Inspired by the famous 1968 London-to-Sydney car rally, I had just announced I was taking a year off to travel “overland” with my partner, Johan van Vloten (the journey was actually his idea). Briefs awaiting my attention were politely returned as we prepared for an adventure that would take us through India, Pakistan and Afghanistan, eventually to the Netherlands and England.

After picking up our VW Kombi in Singapore, we made our way to Madras then down to the tip of India, up to Simla in the Himalaya and then through the Khyber Pass, with its ghostly memorials to the British regiments that had guarded the porous borders of the north-west. 

In Peshawar, a charming man asked us to hide a little packet in our tape recorder and deliver it to London. The offered reward would cover the costs of the trip. We declined. As we reached the border of Iran, the Shah’s police went straight to the recorder. The packet of drugs could have left us marooned in the prison in Mashhad, as several young Australian travellers were said to be. 

Every night, locals gathered around our Kombi to look at our “luxuries”. Speaking with them we drank deep at the well of civilisation. Only in Afghanistan, where guns were everywhere, did we feel unsafe. This was before the Russian and later American incursions. We stood at Cape Helles. We saw where Xerxes crossed the Hellespont and where the Anzacs landed at Gallipoli. We crossed the communist states of Eastern Europe. A Stalin biography was confiscated in Ceauseşcu’s Romania. And all too soon the bright lights of Austria welcomed us.

In busy lives, routine prevails; every day of our journey presented fresh experiences. Along the route a steady stream of fellow voyagers greeted us. And in the distance, the caravans of camels moved at a stately pace as they had done for millennia.
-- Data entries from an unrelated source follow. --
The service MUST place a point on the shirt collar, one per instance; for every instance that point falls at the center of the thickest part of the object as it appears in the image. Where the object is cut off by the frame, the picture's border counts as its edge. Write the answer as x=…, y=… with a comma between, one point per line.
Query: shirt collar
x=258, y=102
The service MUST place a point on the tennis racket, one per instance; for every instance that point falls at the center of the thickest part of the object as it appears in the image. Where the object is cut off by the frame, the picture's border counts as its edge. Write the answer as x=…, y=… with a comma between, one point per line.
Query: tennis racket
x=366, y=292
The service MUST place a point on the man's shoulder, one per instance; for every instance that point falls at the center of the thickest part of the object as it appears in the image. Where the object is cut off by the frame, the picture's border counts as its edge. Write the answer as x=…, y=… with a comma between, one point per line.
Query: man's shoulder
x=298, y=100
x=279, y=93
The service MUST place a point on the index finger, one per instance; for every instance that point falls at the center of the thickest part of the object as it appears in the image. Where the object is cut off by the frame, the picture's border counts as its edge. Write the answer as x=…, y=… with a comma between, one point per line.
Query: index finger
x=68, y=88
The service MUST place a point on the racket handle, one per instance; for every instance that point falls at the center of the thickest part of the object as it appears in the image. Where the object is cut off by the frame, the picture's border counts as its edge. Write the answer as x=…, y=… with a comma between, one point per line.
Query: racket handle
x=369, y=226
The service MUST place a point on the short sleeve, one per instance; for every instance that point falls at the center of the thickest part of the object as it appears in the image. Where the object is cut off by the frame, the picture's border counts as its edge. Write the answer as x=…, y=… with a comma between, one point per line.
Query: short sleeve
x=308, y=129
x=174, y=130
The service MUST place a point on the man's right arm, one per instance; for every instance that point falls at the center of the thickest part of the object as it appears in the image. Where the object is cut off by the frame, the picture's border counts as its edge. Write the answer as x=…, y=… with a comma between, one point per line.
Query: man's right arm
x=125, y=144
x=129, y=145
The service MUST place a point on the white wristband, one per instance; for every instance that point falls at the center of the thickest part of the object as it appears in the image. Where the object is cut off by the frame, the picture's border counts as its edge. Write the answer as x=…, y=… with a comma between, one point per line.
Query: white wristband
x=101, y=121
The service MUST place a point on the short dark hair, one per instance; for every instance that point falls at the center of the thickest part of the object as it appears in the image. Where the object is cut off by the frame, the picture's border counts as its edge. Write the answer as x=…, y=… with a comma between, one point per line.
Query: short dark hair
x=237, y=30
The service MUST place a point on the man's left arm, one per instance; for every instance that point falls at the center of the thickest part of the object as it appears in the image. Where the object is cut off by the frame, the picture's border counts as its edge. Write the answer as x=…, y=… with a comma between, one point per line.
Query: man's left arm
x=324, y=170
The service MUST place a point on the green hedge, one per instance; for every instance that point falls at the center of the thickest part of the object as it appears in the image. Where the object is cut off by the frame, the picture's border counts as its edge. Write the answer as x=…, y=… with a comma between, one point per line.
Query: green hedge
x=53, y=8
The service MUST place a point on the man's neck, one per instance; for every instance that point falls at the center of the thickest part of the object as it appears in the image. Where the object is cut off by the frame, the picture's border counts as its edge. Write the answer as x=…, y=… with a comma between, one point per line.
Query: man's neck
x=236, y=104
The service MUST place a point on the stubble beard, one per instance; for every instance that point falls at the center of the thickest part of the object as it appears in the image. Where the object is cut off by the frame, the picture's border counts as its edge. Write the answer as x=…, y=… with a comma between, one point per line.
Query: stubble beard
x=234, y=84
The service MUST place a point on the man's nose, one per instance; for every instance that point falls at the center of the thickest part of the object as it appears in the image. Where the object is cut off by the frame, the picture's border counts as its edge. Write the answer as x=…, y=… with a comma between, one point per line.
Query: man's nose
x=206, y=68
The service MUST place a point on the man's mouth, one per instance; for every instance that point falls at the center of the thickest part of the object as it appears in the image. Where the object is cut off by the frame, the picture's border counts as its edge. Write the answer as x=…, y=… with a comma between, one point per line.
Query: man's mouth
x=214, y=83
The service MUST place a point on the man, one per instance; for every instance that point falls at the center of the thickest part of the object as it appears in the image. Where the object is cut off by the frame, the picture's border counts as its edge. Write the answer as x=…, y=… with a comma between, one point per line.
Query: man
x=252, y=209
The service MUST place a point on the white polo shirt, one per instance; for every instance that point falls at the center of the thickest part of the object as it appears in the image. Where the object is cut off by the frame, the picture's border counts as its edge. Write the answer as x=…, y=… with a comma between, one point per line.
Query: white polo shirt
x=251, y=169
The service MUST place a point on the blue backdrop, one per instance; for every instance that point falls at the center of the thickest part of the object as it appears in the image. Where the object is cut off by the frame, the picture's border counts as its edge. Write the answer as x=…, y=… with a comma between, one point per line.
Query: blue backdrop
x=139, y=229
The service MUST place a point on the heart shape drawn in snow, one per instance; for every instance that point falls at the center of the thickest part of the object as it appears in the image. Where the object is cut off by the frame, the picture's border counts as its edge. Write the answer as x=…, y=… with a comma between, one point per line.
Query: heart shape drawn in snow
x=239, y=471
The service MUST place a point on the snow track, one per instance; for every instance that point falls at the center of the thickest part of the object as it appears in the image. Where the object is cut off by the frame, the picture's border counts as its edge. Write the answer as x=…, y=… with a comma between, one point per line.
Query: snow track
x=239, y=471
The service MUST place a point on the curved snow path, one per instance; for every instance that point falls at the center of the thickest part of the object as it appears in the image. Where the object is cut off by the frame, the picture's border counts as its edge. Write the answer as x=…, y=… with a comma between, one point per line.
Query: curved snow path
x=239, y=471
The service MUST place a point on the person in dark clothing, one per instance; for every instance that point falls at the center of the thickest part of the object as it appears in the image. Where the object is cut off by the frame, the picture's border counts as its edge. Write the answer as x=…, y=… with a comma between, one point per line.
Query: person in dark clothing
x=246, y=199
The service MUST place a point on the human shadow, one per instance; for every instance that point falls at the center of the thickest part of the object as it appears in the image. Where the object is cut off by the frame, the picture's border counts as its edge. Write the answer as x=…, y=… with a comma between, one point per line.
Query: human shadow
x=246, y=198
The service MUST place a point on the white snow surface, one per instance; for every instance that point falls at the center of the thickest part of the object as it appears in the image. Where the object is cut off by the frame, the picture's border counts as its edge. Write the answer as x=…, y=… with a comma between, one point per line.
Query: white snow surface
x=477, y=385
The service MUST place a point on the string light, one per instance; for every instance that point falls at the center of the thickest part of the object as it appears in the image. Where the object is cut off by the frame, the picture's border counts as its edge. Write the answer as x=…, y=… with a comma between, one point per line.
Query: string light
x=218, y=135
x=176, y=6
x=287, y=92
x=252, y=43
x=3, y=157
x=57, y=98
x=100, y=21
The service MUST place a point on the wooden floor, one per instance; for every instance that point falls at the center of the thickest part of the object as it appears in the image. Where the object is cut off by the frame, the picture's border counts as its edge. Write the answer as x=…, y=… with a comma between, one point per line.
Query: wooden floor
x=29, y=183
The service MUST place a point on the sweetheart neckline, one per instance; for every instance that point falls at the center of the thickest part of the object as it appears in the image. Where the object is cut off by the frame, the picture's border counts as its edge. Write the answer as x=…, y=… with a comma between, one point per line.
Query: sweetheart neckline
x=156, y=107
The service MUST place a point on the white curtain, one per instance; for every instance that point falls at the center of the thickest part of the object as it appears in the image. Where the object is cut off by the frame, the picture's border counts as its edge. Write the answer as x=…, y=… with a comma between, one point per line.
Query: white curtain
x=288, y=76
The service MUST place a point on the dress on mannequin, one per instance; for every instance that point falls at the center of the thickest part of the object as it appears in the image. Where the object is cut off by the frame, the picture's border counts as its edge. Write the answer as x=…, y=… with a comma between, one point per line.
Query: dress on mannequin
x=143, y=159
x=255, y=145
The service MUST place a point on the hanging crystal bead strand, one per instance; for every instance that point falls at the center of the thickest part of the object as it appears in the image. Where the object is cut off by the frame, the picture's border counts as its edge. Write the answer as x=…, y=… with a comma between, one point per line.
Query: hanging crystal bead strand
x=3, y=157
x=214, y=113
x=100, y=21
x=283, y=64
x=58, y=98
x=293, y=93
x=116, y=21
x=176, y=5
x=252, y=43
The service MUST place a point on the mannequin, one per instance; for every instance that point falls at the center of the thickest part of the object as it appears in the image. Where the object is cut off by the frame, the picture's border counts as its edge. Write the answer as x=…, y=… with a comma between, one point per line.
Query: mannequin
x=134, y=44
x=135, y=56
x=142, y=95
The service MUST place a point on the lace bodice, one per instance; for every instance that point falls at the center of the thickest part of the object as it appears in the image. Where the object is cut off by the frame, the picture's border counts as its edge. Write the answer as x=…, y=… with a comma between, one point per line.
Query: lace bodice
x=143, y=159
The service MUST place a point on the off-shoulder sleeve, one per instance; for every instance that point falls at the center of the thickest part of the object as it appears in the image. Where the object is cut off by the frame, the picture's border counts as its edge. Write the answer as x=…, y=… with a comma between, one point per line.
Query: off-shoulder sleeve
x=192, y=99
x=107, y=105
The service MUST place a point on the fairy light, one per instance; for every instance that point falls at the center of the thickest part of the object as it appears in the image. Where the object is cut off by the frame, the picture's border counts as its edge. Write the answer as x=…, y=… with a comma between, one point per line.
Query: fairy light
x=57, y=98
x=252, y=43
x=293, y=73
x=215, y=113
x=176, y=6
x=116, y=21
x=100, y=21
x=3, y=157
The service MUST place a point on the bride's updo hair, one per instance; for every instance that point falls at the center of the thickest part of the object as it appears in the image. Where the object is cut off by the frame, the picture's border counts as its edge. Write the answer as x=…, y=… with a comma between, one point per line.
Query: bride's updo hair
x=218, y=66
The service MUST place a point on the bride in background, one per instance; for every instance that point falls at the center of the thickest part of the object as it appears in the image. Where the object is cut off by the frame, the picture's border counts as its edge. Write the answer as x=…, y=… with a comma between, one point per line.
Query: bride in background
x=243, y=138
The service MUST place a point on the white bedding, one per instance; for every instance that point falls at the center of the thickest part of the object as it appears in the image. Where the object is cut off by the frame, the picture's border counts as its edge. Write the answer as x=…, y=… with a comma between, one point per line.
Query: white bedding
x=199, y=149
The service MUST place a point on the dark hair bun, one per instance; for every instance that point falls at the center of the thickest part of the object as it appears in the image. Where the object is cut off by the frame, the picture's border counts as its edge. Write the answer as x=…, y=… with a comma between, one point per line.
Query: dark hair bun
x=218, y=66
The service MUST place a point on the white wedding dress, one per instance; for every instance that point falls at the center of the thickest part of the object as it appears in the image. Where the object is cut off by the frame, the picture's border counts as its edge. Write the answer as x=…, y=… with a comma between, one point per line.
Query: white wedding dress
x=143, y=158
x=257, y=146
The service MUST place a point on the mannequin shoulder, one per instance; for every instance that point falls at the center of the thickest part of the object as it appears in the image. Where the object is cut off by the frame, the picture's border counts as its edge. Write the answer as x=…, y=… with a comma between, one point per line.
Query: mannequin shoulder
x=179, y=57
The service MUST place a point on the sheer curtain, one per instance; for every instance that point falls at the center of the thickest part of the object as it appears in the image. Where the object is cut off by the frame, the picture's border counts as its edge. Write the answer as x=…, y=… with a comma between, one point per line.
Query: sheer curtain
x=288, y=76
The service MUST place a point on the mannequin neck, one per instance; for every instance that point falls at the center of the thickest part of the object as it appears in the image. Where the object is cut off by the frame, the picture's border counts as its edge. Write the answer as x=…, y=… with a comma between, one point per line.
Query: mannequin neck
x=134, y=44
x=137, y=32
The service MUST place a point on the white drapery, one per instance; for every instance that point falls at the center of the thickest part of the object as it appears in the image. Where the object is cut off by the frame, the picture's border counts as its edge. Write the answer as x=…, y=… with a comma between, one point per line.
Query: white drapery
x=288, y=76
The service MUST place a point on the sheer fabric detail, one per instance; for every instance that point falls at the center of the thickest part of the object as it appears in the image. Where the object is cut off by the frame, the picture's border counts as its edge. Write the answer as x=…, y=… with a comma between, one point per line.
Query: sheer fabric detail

We learnt the essential unity of human beings.

When we got home we knew we had shared a great privilege. Our most enduring dividend, however, was personal. If you can live with another human being in a confined space for a year, you will likely stick together for life. Relationships are like an overland journey: ups and downs, dangers and joys.

Taking time out to think about life and the gift of consciousness fills the soul.

The music and poetry of the world remain with us decades later as a lasting treasure.

The briefs returned. Life resumed its hectic pace. Civilisation survived. Often a memory flashes back. And after the memory comes a smile. 

Michael Kirby, a former justice of the High Court, recently chaired a UN inquiry into North Korea.